# DataGrokr - Spark Assignment
### Intern: Sumit Dhar 
### Date: 27th October, 2025

In [None]:
# Download all the datsets in zip format from:
# https://datagrokranalytics-my.sharepoint.com/:u:/r/personal/naveen_gainedi_datagrokr_co/Documents/Public/Training/Courses/Spark/DatasetToCompleteTheSixSparkExercises.zip?csf=1&web=1&e=oln35S

In [2]:
# Setting up the environment
import os,sys
print(os.environ.get("PYSPARK_PYTHON"))
print(os.environ.get("PYSPARK_DRIVER_PYTHON"))

os.environ["PYSPARK_PYTHON"] = sys.executable
os.environ["PYSPARK_DRIVER_PYTHON"] = sys.executable

print(os.environ.get("PYSPARK_PYTHON"))
print(os.environ.get("PYSPARK_DRIVER_PYTHON"))

None
None
c:\Users\Admin\anaconda3\envs\testing_DG_pyspark\python.exe
c:\Users\Admin\anaconda3\envs\testing_DG_pyspark\python.exe


In [3]:
# Importing all the necessary libraries
from pyspark.sql import SparkSession
from pyspark.sql.functions import *
from pyspark.sql.types import StringType
from pyspark.sql.window import Window
from hashlib import sha256, md5

In [4]:
# Initializing the SparkSession
spark = SparkSession.builder.appName("Spark_Assignment").config("spark.driver.memory", "4g").getOrCreate()

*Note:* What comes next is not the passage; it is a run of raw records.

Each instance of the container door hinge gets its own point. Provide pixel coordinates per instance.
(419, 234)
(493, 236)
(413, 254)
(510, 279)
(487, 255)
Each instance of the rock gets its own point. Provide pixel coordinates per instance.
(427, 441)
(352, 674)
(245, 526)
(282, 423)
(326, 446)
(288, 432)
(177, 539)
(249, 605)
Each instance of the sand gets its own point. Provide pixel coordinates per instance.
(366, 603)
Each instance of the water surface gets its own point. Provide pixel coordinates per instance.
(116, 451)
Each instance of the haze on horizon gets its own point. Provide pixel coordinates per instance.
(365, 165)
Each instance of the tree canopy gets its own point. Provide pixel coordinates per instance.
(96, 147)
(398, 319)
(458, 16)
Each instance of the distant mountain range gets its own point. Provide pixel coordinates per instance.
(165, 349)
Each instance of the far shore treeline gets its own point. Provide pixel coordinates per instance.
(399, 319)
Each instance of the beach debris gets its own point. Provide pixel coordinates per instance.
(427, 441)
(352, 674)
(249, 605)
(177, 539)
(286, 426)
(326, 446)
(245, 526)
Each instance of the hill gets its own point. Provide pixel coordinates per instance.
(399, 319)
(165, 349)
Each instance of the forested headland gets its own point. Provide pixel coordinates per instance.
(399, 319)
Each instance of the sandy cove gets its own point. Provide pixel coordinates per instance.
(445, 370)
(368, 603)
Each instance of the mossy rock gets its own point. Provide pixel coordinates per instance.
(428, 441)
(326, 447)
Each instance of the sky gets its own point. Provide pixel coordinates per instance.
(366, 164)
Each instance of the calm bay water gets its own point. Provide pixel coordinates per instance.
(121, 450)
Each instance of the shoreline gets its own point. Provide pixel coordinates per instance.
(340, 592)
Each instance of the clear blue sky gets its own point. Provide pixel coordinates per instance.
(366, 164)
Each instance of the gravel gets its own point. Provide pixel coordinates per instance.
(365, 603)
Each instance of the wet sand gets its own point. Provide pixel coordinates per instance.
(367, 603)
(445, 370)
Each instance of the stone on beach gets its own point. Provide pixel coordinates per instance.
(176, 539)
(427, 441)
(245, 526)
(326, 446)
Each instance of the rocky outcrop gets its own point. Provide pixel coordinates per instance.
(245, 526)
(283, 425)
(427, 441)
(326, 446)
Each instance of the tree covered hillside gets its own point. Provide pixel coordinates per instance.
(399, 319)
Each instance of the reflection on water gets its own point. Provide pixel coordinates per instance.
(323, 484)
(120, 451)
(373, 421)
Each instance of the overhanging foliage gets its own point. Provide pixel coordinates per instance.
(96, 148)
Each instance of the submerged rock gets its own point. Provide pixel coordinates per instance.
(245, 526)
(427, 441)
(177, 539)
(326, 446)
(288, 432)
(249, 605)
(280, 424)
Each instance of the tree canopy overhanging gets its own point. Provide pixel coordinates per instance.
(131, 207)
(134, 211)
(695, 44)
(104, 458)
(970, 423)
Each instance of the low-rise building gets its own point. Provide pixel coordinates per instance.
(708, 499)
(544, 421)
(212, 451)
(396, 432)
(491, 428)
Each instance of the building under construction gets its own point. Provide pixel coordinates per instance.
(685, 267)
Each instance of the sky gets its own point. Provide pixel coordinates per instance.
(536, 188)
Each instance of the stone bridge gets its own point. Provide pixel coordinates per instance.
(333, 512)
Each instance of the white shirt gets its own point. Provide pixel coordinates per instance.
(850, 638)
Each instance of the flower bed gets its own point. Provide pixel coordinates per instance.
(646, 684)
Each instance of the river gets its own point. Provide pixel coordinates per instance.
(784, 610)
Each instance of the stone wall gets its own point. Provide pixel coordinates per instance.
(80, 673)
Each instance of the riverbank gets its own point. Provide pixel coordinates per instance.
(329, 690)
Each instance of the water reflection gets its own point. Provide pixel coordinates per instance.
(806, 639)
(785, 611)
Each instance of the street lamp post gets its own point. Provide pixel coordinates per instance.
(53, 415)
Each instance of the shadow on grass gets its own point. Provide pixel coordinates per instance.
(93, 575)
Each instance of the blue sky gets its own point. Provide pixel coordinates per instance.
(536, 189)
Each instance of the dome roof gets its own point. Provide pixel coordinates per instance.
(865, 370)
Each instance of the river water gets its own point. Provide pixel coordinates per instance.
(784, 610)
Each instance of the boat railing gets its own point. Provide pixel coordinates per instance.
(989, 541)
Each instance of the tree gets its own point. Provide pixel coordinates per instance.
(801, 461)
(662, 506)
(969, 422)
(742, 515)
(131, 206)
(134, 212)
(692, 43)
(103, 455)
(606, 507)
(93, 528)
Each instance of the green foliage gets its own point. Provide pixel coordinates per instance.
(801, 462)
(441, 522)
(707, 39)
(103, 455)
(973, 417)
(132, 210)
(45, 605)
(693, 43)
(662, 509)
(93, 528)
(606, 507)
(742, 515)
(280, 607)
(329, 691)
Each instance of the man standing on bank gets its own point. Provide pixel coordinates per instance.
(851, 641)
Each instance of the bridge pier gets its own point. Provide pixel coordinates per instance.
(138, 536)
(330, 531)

products_file_path = "products_parquet" 
sales_file_path = "sales_parquet" 
sellers_file_path = "sellers_parquet" 

# Reading the Parquet file into respective DataFrames
products = spark.read.parquet(products_file_path)
orders = spark.read.parquet(sales_file_path)
sellers = spark.read.parquet(sellers_file_path)

In [5]:
# Printing the schema for Orders
print("Orders Schema:")
orders.printSchema()

# Casting the datatypes for Orders
orders = orders\
        .withColumn("order_id", col("order_id").cast("int")) \
        .withColumn("product_id", col("product_id").cast("int")) \
        .withColumn("seller_id", col("seller_id").cast("int")) \
        .withColumn("date", to_date(col("date"), "yyyy-MM-dd")) \
        .withColumn("num_pieces_sold", col("num_pieces_sold").cast("int"))

print("After casting Orders Schema:")
orders.printSchema()

Orders Schema:
root
 |-- order_id: string (nullable = true)
 |-- product_id: string (nullable = true)
 |-- seller_id: string (nullable = true)
 |-- date: string (nullable = true)
 |-- num_pieces_sold: string (nullable = true)
 |-- bill_raw_text: string (nullable = true)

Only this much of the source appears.